I never knew that wanting something could feel so good. Or that sitting next to someone, listening to them breathe, having my hand in their hand, could make me lose all sense. No one ever told me this. I think of all the times I’ve seen Marcus holding Monica’s hand, brushing her hair off her neck, and wonder if it feels like this every time for them.
Thinking of Marcus sends a bullet of guilt straight into my stomach. Not just one bullet, a whole round of bullets, one for each of the different types of guilt I feel for being here with Aaron. Each one tears through my stomach lining and lodges deep inside. It must show on my face, because Aaron’s thumb stops its rhythmic movements and I feel him still.
“Wing? Is something wrong?”
I turn toward him and scoot back, pulling up my legs to sit cross-legged on the sleeping bag. Aaron leans back on his side, curled toward me.
“I’m thinking about Marcus,” I admit. And it’s like Marcus is already a ghost and is there in the tent with us. Haunting us. He’s sitting at the entrance, glaring at us with reproach.
Aaron rolls onto his back and closes his eyes. “I think about him all the time,” he whispers. “He’s never not in my head. But, Wing, we can’t stop living just because he has.”
“He’s not dead,” I say quickly, even as Ghost Marcus keeps staring at me. I scoot closer to Aaron.
“I know that,” says Aaron, his eyes still closed. Then his voice goes very quiet. “But he isn’t exactly living either.”

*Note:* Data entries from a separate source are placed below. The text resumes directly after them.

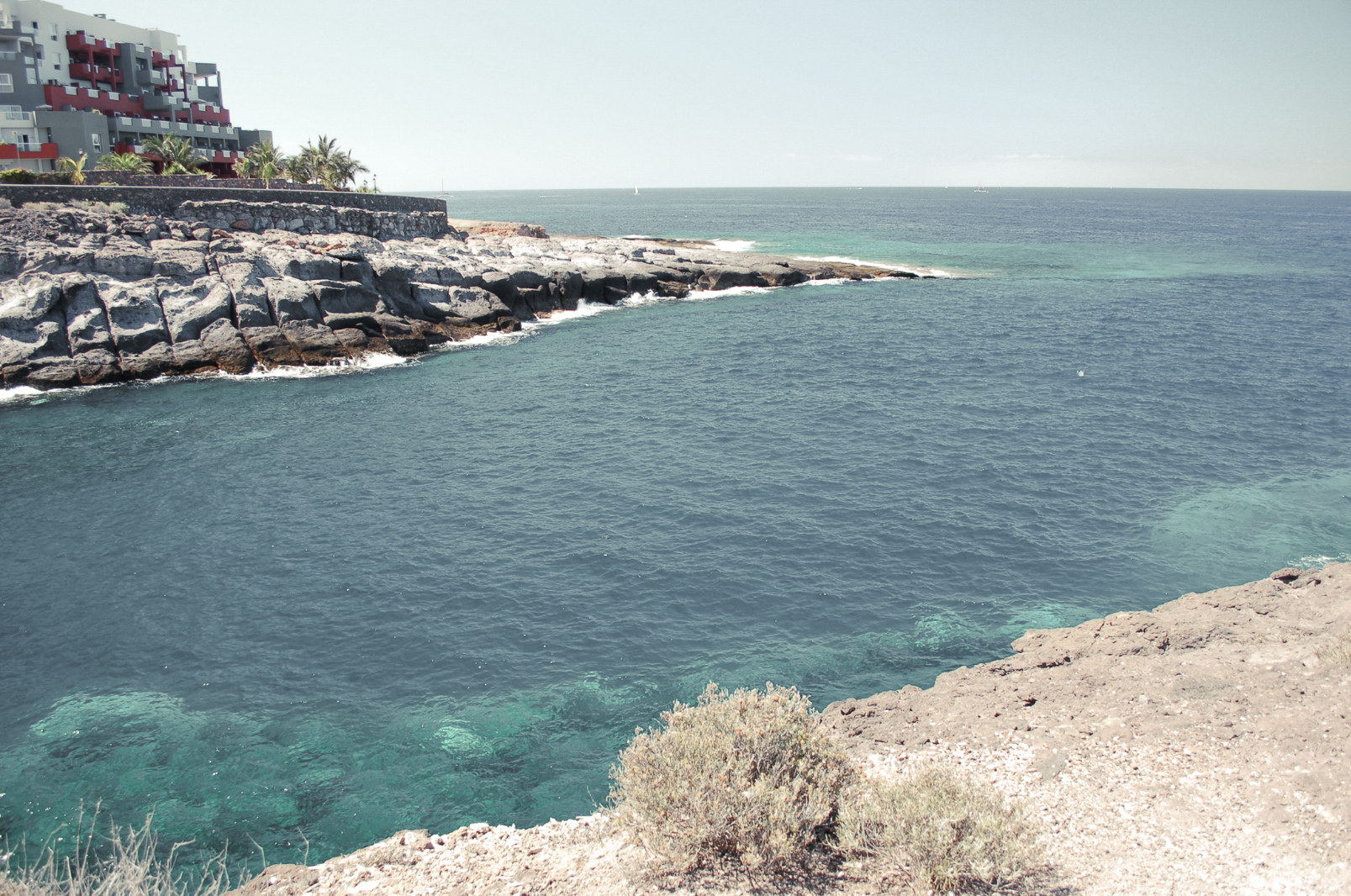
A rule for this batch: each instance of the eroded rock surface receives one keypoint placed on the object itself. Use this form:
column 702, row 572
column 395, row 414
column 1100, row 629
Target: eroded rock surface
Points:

And now Ghost Marcus has moved from the edge of the tent and is sitting between us. I swear I hear the sleeping bag crinkle under the extra weight.
“Wing?” says Aaron, his eyes fluttering open. I stare at him through the body of Ghost Marcus. Who isn’t really a ghost. Because he isn’t really dead. But still. He’s here. Between us. “Don’t you think Marcus might be happy for us? You know. Be glad that we have each other? That we can comfort each other and all that crap?”

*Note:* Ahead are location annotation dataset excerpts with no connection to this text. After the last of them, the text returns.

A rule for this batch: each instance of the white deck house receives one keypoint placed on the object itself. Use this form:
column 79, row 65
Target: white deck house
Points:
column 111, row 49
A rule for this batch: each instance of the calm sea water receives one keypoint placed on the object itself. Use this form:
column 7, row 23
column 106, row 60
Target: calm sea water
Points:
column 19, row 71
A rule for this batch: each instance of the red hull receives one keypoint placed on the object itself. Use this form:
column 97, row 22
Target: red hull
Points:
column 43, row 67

I smile, and to my amazement, Ghost Marcus smiles back. Maybe Aaron’s right.
“I mean, I know you’re his baby sister,” Aaron says. “You’ll always be his baby sister. No matter how fine you get.” He winks at me and I roll my eyes but can’t stop grinning. “And, Wing, I know this is so hard for you. It’s killing you. You have to know that I know. Because it’s killing me too. Marcus is my brother, and he always will be. Nothing could change that. Nothing ever will. But just because he’s like my brother … it doesn’t make you my sister. It doesn’t make you off-limits. Or it shouldn’t.” He sighs and closes his eyes again. “I don’t know, man. It’s so complicated.”
I lie down too, my hair fluffing out all around my head like an electrocuted halo on the top of the sleeping bag.

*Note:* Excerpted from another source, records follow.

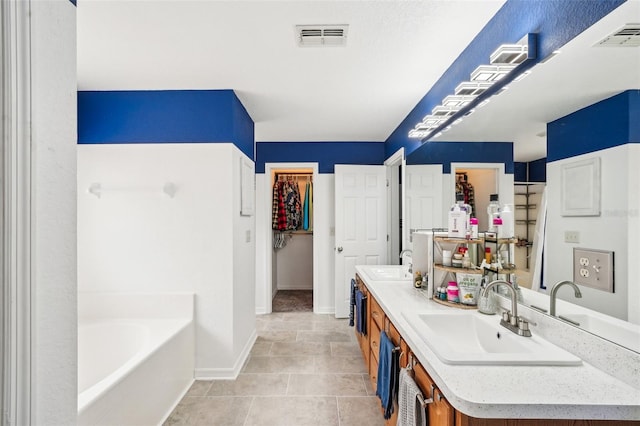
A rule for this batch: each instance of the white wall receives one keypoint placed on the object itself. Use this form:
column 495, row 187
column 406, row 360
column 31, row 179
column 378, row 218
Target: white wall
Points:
column 53, row 125
column 136, row 238
column 616, row 229
column 295, row 263
column 323, row 243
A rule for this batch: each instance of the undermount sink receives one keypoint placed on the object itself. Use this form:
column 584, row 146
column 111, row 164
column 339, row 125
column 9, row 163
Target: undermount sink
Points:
column 387, row 272
column 471, row 338
column 623, row 333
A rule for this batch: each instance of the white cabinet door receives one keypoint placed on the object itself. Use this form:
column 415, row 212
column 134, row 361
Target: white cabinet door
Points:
column 361, row 225
column 423, row 199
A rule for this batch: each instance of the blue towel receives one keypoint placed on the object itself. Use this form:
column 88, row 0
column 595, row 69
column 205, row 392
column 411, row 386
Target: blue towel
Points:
column 388, row 374
column 361, row 313
column 352, row 301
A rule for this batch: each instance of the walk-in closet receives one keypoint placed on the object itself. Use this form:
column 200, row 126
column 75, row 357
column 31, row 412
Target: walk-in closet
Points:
column 292, row 227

My hand finds his and I lace my fingers through his and squeeze.
“I know,” I say. “But it’s more than that. It isn’t just whatever … this is. Whatever…” I stop and swallow, nervous about what I’m going to say next. “Whatever we are…” I stop again, waiting for him to clarify that regardless of everything that has been happening, we aren’t a we. Not that kind of we. But he doesn’t. He squeezes my hand and waits for me to go on. I take a deep breath. “How can I be so … happy? It doesn’t feel right.”
“It doesn’t?” he asks, his voice like velvet.
“No,” I admit, my own voice breathy, like an old-school film star’s. “It does feel right. But it shouldn’t.”
“Why not?”
“Because how can I be happy when Marcus is in a coma? When we don’t know if he’ll wake up?”
Aaron turns toward me and his hand that isn’t holding mine comes and pushes my hair off my face, caresses my cheek. “Wing, Marcus will wake up,” he says with such conviction that it must be true. “He has to. He will. And when he does, he wouldn’t want to hear that you’ve been moping around, crying all day long. He’d want to know you’ve been living. Wing, all Marcus ever wanted was for you to be happy.”
“Even if it’s with you?”
Aaron’s eyes are shining. “I hope so,” he says. “Because I know Marcus wants me to be happy too. And hell, if we’re happy together, well, that should, like … multiply the happiness.”
Sometime in the past few moments Ghost Marcus has floated up above us. He’s looking down at us with a smile on his face.
“What are you looking at?” says Aaron.
I smile at him and then up at Ghost Marcus, who is fading as quickly as he came, leaving us to be.
“You’re right,” I say. “He’d be happy for us. And he’s going to wake up and he’s going to be happy. I know it.”
“He’s lucky to have you as a sister.” Aaron leans toward me, closing the gap between us.
“He’s lucky to have you as a friend,” I say, and the word lucky feels sour in my mouth, because even though everyone keeps using it about Marcus, saying that he’s lucky to be alive, I still think it would have been luckier if he had never gone out that night at all.
“And I’m so lucky to be here right now,” he says, his voice husky in my ear.